Unfortunately, there are still no useful tests to confirm “cervicogenic vertigo” (gait instability), as the tests available use passive head turns while the trunk is fixed and trigger the same amount of nystagmus with the same frequency in healthy subjects (Holtmann et al. 1993). These tests are still in use in some places nowadays, but they fail to give meaningful results. For this reason the differential diagnosis must always include careful otoneurological diagnostics (Ernst et al. 2005), especially if complaints are not initially present but appear only in the course of the disorder.
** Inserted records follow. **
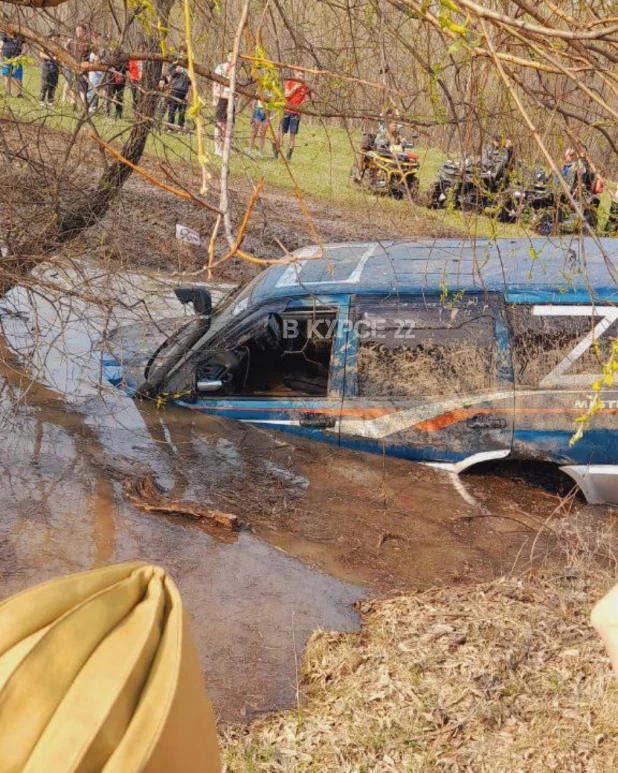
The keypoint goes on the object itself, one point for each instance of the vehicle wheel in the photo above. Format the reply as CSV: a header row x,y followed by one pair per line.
x,y
169,354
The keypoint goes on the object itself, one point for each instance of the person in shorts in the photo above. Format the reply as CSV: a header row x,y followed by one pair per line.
x,y
180,83
50,71
296,92
12,69
220,101
259,125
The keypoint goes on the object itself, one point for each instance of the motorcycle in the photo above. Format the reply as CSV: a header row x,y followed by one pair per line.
x,y
386,171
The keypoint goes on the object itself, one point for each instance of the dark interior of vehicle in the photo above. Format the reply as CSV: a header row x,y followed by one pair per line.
x,y
282,355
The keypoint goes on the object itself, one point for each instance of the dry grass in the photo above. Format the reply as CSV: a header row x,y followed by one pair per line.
x,y
504,676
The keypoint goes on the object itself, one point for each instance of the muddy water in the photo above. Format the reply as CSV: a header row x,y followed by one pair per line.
x,y
325,527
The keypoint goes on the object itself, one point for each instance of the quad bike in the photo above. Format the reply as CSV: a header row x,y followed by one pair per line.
x,y
471,186
526,196
386,171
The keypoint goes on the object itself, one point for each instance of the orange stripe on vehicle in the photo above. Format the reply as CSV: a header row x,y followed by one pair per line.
x,y
454,417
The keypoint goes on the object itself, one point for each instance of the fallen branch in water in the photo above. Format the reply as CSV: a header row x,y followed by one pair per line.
x,y
145,494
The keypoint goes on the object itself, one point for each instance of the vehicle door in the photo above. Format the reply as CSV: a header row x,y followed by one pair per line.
x,y
559,351
298,387
429,378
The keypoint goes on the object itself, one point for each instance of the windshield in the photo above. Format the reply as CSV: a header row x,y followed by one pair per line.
x,y
229,307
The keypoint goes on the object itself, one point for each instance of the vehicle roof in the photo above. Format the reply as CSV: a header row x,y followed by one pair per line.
x,y
546,270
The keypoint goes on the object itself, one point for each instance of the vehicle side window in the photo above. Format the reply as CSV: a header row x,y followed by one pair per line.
x,y
545,346
423,348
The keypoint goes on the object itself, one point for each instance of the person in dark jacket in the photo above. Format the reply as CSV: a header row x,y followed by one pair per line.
x,y
180,83
50,71
12,68
117,81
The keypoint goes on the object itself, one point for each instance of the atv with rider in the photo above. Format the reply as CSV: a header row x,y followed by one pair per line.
x,y
385,164
474,186
554,213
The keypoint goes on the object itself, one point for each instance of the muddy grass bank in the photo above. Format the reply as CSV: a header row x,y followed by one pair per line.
x,y
497,677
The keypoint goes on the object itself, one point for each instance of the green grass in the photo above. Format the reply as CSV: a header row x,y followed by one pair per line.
x,y
321,164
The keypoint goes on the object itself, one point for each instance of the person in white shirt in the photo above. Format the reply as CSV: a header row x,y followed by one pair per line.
x,y
220,101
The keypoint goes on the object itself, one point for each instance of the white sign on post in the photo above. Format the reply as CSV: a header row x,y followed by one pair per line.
x,y
187,235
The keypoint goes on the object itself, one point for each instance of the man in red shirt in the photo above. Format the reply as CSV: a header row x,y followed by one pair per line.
x,y
295,92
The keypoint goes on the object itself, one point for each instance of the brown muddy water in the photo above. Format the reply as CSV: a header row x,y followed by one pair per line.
x,y
325,528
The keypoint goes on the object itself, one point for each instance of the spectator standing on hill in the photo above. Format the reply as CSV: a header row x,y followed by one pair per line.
x,y
95,82
180,83
220,101
259,124
164,86
77,83
12,69
296,92
50,72
136,69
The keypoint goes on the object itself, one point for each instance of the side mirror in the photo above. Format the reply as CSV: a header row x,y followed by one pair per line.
x,y
199,296
204,387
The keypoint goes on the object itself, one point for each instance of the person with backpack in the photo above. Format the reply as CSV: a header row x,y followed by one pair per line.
x,y
295,92
136,68
50,72
180,83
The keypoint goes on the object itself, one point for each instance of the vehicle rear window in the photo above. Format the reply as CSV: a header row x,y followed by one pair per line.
x,y
543,342
423,348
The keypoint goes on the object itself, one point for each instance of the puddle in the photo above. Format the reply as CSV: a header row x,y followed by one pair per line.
x,y
327,527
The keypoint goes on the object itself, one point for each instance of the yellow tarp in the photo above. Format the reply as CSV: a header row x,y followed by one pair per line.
x,y
98,672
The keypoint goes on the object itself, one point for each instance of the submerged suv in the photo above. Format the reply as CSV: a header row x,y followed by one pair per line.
x,y
444,351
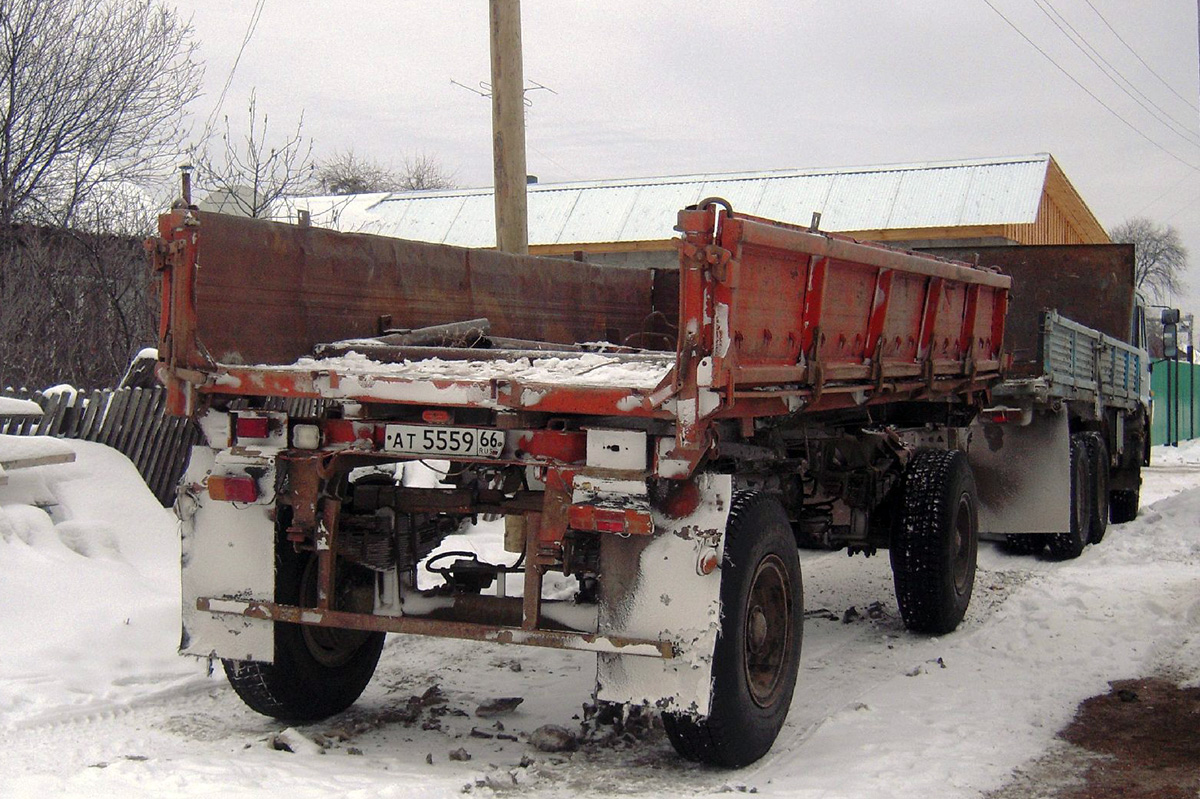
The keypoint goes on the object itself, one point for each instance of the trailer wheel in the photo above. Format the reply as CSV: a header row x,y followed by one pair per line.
x,y
1098,462
1025,542
1071,544
759,646
317,671
935,541
1123,503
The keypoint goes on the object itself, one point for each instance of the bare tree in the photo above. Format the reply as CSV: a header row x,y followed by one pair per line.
x,y
347,173
1161,258
250,172
424,172
75,306
91,95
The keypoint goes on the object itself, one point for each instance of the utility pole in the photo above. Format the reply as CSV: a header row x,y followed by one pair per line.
x,y
508,127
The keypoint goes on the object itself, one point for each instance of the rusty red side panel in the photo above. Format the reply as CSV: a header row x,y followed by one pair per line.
x,y
773,310
255,292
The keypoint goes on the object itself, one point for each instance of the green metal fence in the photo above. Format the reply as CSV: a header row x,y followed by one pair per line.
x,y
1176,412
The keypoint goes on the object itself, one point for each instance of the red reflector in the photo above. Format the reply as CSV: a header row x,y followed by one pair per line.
x,y
610,520
233,490
253,427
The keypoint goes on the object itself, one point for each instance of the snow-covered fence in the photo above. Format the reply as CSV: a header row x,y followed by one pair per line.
x,y
133,421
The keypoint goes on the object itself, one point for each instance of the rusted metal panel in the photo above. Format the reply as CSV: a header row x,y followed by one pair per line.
x,y
268,293
437,628
1092,284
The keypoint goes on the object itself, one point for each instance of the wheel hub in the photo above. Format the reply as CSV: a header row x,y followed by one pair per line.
x,y
768,630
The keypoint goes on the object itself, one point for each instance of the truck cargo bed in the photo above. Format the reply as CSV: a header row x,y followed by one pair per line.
x,y
771,318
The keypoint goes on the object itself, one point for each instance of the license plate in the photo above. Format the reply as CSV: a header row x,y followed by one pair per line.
x,y
463,442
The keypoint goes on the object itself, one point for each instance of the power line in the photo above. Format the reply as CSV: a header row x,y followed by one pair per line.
x,y
1180,128
250,34
1128,47
1086,90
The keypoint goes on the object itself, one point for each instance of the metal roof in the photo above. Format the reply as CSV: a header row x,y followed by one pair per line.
x,y
939,194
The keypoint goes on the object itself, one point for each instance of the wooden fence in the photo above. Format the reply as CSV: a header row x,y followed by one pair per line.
x,y
133,421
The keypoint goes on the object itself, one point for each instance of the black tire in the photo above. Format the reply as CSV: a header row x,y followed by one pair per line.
x,y
757,649
1065,546
1025,544
935,541
1098,463
317,672
1123,505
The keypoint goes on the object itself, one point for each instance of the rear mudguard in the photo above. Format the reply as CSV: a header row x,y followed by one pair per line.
x,y
228,551
1023,474
654,588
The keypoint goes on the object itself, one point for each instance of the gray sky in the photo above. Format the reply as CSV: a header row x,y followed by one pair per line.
x,y
671,88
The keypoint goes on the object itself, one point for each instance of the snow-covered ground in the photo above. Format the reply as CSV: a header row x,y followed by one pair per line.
x,y
95,702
In such a case, a secondary (psychogenic) somatoform vertigo must be considered, since it can appear in up to ca. 50 % of patients with a primarily organic vertigo syndrome, depending on the comorbidity ­(Eckhardt-Henn et al. 2008).

4.5 Posttraumatic Psychogenic Vertigo

If vertigo persists for a long time after a head trauma or a whiplash injury and otoneurological or ocular motor deficits cannot be determined, this can indicate a psychogenic or somatoform vertigo (Sect. 5).

The most frequent psychosomatic form of vertigo and the second most frequent cause of vertigo in neurological patients is the somatoform phobic postural vertigo (Sect. 5.2). It often occurs secondary to organic forms of vertigo (Huppert et al. 1995; Eckhardt-Henn et al. 2008). A clear increase in the cases of somatoform ­phobic postural vertigo was observed in Georgia after a strong earthquake (Tevzadze and Shakarishvili 2007). In cases of chronic, long-term complaints, the desire to retire must also be considered in the differential diagnosis.